Specifically, usage by websites around the world has declined in the last five years (from 55.3% in 2015 to 52.3% in 2018), according to her source — an analysis by Google researcher Elie Bursztein of dongleauth.info and data on the many MFA methods used by thousands of sites.
For MFA fanatics, it’s time for some overdue self-reflection. The great hope has foundered. Why has the silver bullet failed to have its intended effect?
I believe the answer has little to do with security itself. Sure, most MFA is built on top of the same, vulnerable shared-secrets approach as passwords. And yes, I know you’ve seen vendors reblog the same tired articles about MFA security issues.
This isn’t another rant about the security of 2-Factor authentication or a debate over which modality is better or worse. I believe the main driver for MFA’s stagnation is a flawed user experience.
The Friction Factor
Here’s something most c-level technology executives overlook — people hate MFA — the traditional, outdated, and passwords-based MFA. In a recent survey , 74% of security professionals say their users complain about it. Of course, any additional step creates inertia and kills usability. Want to drive away millennials? Just add more factors to your login experience.
Consumer e-commerce businesses know this. When was the last time you were asked for an MFA code during online check-out? Friction at check-out is such a critical driver of shopping cart abandonment that Europe’s new Strong Customer Authentication (SCA) requirements will wipe out €57bn in online sales, almost 10% of the continent’s total , according to a 451 Research projection for Stripe . It’s no wonder most merchants that have the option choose to pass on MFA and will instead, “Take our chances with the hackers.”
Many enterprises do force their employees to jump through these hoops — but the employees are notoriously good at finding ways around MFA. You know who I’m talking about. That coworker who writes every password on a sticky note — that design department that shares a Secure ID token taped to the wall — and there’s the contractor who visits the office once a week and leaves a YubiKey constantly plugged into their laptops.
All of these practices are a security nightmare for any admin. But, when inconvenience is imposed upon users, they will develop their own workarounds, often ones that are as bad as the original problem MFA was supposed to solve.
Think about the device you’re using right now to read this. Did you use a password to log in? Was there any type of MFA involved?
It is an irony of the IT landscape that, despite so many individual applications and services requiring a secondary factor, the device required to access them in the first place often does not. MFA is perversely absent from workstation logins — that vital first gate in to the corporate kingdom.
In recent years, many companies have deployed MFA on VPN and cloud systems access — good for remote workers who beam into machines at the head office.

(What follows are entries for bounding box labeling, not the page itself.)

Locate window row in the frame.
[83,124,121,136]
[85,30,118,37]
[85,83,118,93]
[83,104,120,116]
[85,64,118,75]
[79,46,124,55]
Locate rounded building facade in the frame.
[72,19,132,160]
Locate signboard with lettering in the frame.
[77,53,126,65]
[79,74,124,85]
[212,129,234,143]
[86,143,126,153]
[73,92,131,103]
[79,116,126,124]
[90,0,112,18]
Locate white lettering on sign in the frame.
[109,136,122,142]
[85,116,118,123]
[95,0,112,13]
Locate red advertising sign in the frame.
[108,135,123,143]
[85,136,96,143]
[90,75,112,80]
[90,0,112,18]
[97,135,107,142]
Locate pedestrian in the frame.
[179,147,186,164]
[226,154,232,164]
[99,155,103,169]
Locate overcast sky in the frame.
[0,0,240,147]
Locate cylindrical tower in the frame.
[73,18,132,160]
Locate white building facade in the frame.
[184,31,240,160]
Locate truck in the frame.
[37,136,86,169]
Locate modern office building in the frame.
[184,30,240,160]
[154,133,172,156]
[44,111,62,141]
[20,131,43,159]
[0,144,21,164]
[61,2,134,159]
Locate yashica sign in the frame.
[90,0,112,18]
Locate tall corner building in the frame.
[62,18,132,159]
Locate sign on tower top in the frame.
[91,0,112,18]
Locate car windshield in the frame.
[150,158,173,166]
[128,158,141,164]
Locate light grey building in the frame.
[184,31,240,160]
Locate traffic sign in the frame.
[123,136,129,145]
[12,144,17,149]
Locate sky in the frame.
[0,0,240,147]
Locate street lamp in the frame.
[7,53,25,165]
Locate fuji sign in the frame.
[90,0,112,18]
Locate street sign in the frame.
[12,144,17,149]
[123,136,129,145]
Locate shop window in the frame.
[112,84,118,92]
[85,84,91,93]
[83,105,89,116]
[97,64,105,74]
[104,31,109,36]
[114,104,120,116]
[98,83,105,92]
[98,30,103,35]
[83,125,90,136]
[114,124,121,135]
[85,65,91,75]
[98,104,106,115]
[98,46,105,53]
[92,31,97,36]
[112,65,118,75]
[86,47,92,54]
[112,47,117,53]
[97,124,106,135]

But not only are these users still a small proportion of the employee base, the industry has overlooked the fact that desktops don’t stay on the desk anymore. Today, work laptops are shared, left unattended at coffee shops, and double as personal home computers — and rarely ever do they require more than a short password to log in.
Locking your bedroom door is useless if you sleep with your front door wide open — it’s futile.
Focus on Removing Friction
Authentication is now at a pivotal moment. Vulnerabilities are increasing — often not for lack of additional security measures but because of them. It’s been a vicious cycle for authentication this past cycle:
As my colleague likes to say, “ It’s time to demand better from authentication vendors .” We already see security and IT teams making a strong case for accelerating user adoption, and now is a good time for MFA buyers to put user experience at the front and center.
My advice for these teams would be: When you meet security vendors, don’t jump straight into feature comparisons. You’re speaking with security experts, so have an honest discussion with them on security. Question suppliers on their user experience and simplicity. Usability, speed and satisfaction — those are the hurdles that are holding back adoption. If we can drive adoption forward together as an industry, we can solve the MFA gap .
With outdated, traditional MFA now being deprecated by many organizations around the world , the authentication renaissance is already upon us. The rise of True Passwordless MFA is a novel method of authentication that ditches the shared secret-based approach while maintaining the necessary additional authentication factors. Building on top of work done by the FIDO Alliance in this space, we are seeing strong support from category leaders like Google , Microsoft , and Mastercard for passwordless authentication.
Gartner predicts that, by 2022, 90% of midsize enterprises will implement passwordless methods in more than 50% of use cases, up from 5% in 2018. The goal of ubiquitous, usable MFA can still be realized, if enterprises are prepared to approach the solution from a different angle — not by adding friction factors, but by subtracting steps. In other words, stop counting factors, and focus on removing the password altogether.